Single by Fred Wesley & The J.B.'s

from the album Doing It to Death
- B-side: "Everybody Got Soul"
- Released: April 1973
- Recorded: January 29, 1973, International Studios, Augusta, GA
- Genre: Funk
- Length: 5:05; 10:01 (album version);
- Label: People 621
- Songwriter: James Brown
- Producer: James Brown

Fred Wesley & The J.B.'s singles chronology
| "Sportin' Life" (1973) | "Doing It to Death" (1973) | "If You Don't Get It the First Time, Back Up and Try It Again, Party" (1973) |

Audio video
- "Doing It To Death (Pts. 1 & 2)" on YouTube

= Doing It to Death =

"Doing It to Death", also known as "Gonna Have a Funky Good Time", is a funk song recorded by The J.B.'s featuring James Brown.
A 10-minute, two-part version of "Doing It to Death" was included on a J.B.'s album of the same name. The complete, unedited and nearly 13-minute-long original recording of the song was first issued on the 1995 J.B.'s compilation Funky Good Time: The Anthology. Performances of the song also appear on the albums Live at Chastain Park and Live at the Apollo 1995.

==Background==
Although the song was written by Brown and featured him on lead vocals, the recording is credited to "Fred Wesley & The J.B.'s". It was the first J.B.'s recording to feature saxophonist Maceo Parker, who had returned to work with Brown again after attempting a career as a bandleader.
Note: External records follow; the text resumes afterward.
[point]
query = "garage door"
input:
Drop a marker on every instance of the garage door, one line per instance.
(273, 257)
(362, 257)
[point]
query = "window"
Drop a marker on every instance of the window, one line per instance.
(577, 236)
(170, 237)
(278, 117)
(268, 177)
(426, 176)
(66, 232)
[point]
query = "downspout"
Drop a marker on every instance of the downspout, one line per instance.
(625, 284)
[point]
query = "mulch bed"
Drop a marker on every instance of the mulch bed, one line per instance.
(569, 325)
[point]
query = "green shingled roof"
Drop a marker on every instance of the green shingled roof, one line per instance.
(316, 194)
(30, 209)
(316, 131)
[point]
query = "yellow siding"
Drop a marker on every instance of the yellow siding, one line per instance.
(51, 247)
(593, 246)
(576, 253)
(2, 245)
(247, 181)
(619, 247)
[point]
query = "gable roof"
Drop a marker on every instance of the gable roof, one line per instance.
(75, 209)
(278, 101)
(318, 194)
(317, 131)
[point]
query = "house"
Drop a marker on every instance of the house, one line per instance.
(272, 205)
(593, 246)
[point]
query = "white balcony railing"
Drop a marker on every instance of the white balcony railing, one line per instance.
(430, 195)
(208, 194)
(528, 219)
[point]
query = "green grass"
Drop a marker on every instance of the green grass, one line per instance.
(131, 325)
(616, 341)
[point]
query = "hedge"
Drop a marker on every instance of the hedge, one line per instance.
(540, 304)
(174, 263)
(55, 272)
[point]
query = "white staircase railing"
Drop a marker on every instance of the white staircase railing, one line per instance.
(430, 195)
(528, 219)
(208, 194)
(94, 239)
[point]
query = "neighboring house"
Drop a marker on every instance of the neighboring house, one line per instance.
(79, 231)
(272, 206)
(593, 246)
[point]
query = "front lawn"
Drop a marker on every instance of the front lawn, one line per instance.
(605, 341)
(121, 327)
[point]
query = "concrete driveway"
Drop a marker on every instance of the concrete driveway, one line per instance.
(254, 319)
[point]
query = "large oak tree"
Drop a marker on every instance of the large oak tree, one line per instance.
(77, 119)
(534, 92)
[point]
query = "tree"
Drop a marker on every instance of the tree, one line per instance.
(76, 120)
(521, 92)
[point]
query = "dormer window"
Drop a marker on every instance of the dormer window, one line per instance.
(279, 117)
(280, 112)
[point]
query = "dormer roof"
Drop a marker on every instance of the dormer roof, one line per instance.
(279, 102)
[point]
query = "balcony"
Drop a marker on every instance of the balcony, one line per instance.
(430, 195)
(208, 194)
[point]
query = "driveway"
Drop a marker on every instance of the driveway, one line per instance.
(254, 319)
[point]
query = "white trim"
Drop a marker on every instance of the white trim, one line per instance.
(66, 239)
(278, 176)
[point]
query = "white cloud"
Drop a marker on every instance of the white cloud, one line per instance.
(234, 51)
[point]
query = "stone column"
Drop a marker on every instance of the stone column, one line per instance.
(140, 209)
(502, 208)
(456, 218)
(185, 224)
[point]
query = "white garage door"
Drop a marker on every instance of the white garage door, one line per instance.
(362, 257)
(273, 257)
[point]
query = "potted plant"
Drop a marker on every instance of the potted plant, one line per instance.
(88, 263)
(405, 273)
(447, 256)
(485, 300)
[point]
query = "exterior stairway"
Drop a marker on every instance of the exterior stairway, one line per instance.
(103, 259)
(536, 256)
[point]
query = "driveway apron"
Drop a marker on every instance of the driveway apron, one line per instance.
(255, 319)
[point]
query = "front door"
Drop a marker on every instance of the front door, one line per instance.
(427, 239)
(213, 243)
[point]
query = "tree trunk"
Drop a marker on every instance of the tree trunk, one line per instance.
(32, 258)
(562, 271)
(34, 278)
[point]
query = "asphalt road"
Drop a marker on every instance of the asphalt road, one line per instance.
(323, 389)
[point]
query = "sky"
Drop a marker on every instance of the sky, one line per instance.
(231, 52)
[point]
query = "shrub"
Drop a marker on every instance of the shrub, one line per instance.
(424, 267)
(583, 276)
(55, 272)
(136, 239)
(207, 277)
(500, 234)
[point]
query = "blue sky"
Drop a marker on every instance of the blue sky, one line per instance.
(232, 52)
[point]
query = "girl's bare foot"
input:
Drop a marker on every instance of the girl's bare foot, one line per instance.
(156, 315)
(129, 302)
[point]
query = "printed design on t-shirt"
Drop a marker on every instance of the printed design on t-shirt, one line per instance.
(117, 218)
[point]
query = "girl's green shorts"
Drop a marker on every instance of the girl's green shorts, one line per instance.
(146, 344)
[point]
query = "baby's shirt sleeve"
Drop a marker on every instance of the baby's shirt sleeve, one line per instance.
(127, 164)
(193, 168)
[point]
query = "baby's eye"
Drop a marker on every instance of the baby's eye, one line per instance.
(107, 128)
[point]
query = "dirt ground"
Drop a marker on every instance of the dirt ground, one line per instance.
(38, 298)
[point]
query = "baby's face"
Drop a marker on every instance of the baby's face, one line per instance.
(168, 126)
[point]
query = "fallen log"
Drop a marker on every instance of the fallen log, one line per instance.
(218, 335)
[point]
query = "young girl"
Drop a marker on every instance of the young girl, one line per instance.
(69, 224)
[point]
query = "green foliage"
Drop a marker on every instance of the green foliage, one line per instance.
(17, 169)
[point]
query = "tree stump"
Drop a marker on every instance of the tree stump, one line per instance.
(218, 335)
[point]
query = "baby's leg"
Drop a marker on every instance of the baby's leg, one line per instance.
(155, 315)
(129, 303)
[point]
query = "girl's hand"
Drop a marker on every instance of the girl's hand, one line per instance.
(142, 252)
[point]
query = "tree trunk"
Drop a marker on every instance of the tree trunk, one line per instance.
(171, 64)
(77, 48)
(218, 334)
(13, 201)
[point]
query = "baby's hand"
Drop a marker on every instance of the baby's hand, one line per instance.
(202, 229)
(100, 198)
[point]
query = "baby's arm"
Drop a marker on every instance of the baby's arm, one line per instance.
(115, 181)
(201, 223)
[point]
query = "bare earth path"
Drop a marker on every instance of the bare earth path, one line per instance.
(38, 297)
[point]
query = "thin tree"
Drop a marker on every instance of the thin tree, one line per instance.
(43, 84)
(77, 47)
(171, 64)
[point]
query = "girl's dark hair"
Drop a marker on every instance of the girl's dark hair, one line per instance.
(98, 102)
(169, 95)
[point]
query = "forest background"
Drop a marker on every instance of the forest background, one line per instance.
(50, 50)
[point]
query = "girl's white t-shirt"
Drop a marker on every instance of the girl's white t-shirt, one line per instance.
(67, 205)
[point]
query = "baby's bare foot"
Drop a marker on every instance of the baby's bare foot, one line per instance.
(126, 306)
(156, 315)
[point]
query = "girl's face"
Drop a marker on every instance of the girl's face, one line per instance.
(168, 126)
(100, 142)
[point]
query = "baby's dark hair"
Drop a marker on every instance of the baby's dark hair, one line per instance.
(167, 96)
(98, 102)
"Doing It to Death" contains an uncommon key change in which Brown tells the band to modulate downward from F to D ("In order for me to get down, I have to get down in D"). Composers who place key changes in tunes typically have them modulate upwards. Unusually for a James Brown song, the actual words "doing it to death" appear nowhere in the song's lyrics, which feature the hook "we're gonna have a funky good time." The title came from a figure of speech Brown heard Wesley use.

==Personnel==
- James Brown - lead vocal

with Fred Wesley & The J.B.'s:
- Fred Wesley - trombone
- Darryl "Hasaan" Jamison - trumpet
- Jerone "Jasaan" Sanford - trumpet
- Ike Oakley - trumpet
- Maceo Parker - alto saxophone and flute
- St. Clair Pinckney - tenor saxophone
- Eldee Williams - tenor saxophone
- Jimmy Nolen - guitar
- Hearlon "Cheese" Martin - guitar
- Fred Thomas - bass
- John "Jabo" Starks - drums

==Chart performance==
"Doing It to Death" was released as a single in 1973 and peaked at number 1 on the soul singles chart and number 22 on the Hot 100.